A alma, o sonho, a realidade
Supõe-se
que, de fato, a alma de uma pessoa adormecida se afasta de seu corpo e visita
lugares, vê as pessoas e verifica os atos que ela está sonhando. Quando um
índio do Brasil ou das Guianas sai de um sono profundo, está firmemente
convencido de que sua alma esteve na realidade caçando, derrubando árvores ou
qualquer outra coisa que tenha sonhado, enquanto seu corpo esteve estendido imóvel
na rede. Um povoado bororó inteiro aterrorizou-se e esteve a ponto de emigrar
porque um dos índios sonhou que os inimigos se aproximavam sigilosamente. Um
macusi de saúde precária que sonhou que seu patrão o havia feito subir de canoa
por difíceis corredeiras, ao amanhecer exprobou-o amargamente por sua falta de
consideração com um pobre inválido. Os índios do Grande Chaco fazem relatos
incríveis de coisas que viram e ouviram, e os forasteiros os consideram grandes
embusteiros; os índios, porém, estão firmemente convencidos da verdade de seus
relatos, pois estas maravilhosas aventuras são simplesmente o que eles sonham e
não sabem distinguir do que acontece quando estão acordados.

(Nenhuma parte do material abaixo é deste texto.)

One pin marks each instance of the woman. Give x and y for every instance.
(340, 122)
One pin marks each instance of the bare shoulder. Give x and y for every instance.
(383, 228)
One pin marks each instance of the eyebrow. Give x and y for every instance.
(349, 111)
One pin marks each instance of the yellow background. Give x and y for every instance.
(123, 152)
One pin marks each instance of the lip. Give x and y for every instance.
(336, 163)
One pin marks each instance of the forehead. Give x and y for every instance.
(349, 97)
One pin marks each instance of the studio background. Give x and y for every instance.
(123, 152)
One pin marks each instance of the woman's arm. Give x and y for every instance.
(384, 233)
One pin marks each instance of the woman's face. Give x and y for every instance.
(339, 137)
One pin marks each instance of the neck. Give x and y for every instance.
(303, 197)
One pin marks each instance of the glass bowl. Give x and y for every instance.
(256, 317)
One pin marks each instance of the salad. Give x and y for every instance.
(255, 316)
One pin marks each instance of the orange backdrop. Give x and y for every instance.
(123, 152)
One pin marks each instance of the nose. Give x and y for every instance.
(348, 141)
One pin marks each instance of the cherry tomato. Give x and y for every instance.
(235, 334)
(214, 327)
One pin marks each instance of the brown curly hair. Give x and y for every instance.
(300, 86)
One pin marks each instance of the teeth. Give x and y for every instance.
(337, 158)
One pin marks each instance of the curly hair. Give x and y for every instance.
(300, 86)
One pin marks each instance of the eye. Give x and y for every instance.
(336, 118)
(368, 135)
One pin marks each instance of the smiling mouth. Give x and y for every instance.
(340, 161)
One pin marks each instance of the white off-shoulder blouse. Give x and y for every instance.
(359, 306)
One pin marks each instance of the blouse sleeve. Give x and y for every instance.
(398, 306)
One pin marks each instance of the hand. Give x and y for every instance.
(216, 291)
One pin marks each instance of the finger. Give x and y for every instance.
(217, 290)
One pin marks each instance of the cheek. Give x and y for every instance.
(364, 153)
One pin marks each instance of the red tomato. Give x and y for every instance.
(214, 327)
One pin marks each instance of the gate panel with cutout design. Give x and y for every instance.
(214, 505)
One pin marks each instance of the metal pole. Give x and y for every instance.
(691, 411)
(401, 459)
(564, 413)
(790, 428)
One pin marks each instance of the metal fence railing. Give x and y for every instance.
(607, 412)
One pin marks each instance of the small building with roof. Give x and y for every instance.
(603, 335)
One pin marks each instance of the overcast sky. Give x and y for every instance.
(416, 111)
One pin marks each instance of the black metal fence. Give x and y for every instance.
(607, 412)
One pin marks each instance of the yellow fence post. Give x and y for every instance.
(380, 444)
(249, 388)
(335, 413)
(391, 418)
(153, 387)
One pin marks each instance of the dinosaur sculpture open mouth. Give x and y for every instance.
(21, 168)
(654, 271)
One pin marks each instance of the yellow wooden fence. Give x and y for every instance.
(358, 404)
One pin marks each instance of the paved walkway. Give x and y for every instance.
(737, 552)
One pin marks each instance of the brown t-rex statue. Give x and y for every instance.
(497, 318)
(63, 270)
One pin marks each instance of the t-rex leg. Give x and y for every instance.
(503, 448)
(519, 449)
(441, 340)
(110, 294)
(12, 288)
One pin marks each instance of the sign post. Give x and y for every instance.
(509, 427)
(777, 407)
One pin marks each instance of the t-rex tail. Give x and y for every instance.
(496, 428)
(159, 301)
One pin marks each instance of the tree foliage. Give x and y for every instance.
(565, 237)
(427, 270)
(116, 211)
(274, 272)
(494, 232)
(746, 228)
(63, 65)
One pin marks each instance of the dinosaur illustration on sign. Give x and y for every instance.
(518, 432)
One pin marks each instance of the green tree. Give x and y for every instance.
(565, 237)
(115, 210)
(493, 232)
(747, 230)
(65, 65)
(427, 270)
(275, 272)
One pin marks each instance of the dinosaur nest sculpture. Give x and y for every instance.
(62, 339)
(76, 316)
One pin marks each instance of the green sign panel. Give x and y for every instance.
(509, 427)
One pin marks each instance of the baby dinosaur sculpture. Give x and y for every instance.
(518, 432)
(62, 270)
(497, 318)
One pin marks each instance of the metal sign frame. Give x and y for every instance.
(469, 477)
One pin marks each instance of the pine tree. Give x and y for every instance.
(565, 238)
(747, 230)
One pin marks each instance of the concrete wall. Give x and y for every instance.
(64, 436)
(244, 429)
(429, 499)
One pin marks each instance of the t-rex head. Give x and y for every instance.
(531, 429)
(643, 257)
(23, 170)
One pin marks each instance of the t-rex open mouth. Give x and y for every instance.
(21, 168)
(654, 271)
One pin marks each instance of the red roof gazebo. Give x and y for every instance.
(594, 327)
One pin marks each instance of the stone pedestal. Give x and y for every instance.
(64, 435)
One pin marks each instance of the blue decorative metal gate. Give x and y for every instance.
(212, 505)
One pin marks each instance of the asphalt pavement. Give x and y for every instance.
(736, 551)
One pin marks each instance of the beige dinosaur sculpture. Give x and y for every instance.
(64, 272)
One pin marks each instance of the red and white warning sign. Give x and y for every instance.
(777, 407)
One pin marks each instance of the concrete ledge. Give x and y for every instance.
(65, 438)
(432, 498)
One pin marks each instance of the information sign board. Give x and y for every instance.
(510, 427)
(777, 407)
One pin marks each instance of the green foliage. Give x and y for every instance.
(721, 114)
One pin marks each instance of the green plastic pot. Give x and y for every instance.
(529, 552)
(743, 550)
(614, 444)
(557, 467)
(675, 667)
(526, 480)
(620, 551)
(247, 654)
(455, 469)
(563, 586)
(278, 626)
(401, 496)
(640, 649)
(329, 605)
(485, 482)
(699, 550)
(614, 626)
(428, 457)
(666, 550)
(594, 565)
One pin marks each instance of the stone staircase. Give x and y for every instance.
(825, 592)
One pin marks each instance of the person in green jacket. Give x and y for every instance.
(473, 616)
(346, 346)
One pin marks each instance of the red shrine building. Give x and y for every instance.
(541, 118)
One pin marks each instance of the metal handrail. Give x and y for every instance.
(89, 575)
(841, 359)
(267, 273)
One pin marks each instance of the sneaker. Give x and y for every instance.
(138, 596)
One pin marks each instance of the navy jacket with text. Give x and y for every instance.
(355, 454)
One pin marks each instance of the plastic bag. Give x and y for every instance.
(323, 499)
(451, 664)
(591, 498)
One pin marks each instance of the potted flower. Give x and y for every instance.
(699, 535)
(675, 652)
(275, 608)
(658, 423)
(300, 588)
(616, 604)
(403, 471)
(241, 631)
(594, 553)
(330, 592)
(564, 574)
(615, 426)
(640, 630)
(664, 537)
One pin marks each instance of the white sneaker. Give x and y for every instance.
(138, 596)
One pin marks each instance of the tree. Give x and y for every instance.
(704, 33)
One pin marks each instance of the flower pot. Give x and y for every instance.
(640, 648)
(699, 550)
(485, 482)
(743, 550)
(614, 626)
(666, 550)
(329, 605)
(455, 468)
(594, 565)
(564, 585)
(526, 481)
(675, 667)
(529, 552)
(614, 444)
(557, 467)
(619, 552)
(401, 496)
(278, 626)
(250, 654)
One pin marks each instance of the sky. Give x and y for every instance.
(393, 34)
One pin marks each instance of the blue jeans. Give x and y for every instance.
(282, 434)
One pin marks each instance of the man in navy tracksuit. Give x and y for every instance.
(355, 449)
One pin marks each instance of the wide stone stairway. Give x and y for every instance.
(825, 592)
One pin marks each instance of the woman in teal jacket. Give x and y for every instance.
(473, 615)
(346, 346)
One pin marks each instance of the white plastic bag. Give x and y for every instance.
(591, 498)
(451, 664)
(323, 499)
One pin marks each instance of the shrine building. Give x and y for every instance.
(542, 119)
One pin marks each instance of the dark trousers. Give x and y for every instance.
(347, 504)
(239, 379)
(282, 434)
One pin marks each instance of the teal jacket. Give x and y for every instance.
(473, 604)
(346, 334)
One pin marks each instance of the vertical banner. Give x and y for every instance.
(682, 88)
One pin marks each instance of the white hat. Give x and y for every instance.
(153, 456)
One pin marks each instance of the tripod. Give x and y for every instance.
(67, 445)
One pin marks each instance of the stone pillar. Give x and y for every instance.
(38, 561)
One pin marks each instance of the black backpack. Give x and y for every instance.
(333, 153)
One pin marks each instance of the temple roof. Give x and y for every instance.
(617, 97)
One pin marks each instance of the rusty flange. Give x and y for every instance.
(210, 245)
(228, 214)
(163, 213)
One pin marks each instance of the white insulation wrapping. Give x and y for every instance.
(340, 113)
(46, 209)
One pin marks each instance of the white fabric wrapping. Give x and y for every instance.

Quando um dayako sonha que caiu n'água,
pede ao feiticeiro que pesque o seu espírito com uma rede, coloque-o em um
recipiente e o devolva. Os santals falam do homem que adormeceu e sonhou que
tinha tanta sede, que sua alma, em forma de lagarto, deixou o corpo e meteu-se
em uma vasilha para beber; o dono da vasilha, porém, tapou-a e o homem,
impedido de recuperar sua alma, morreu. Faziam-se os preparativos para o
enterro quando alguém destapou a vasilha e o lagarto escapou, reintegrou-se ao
cadáver, e o morto ressuscitou. Disse que havia caído em um poço em busca de
água e que tivera dificuldades para voltar; assim todos o entenderam.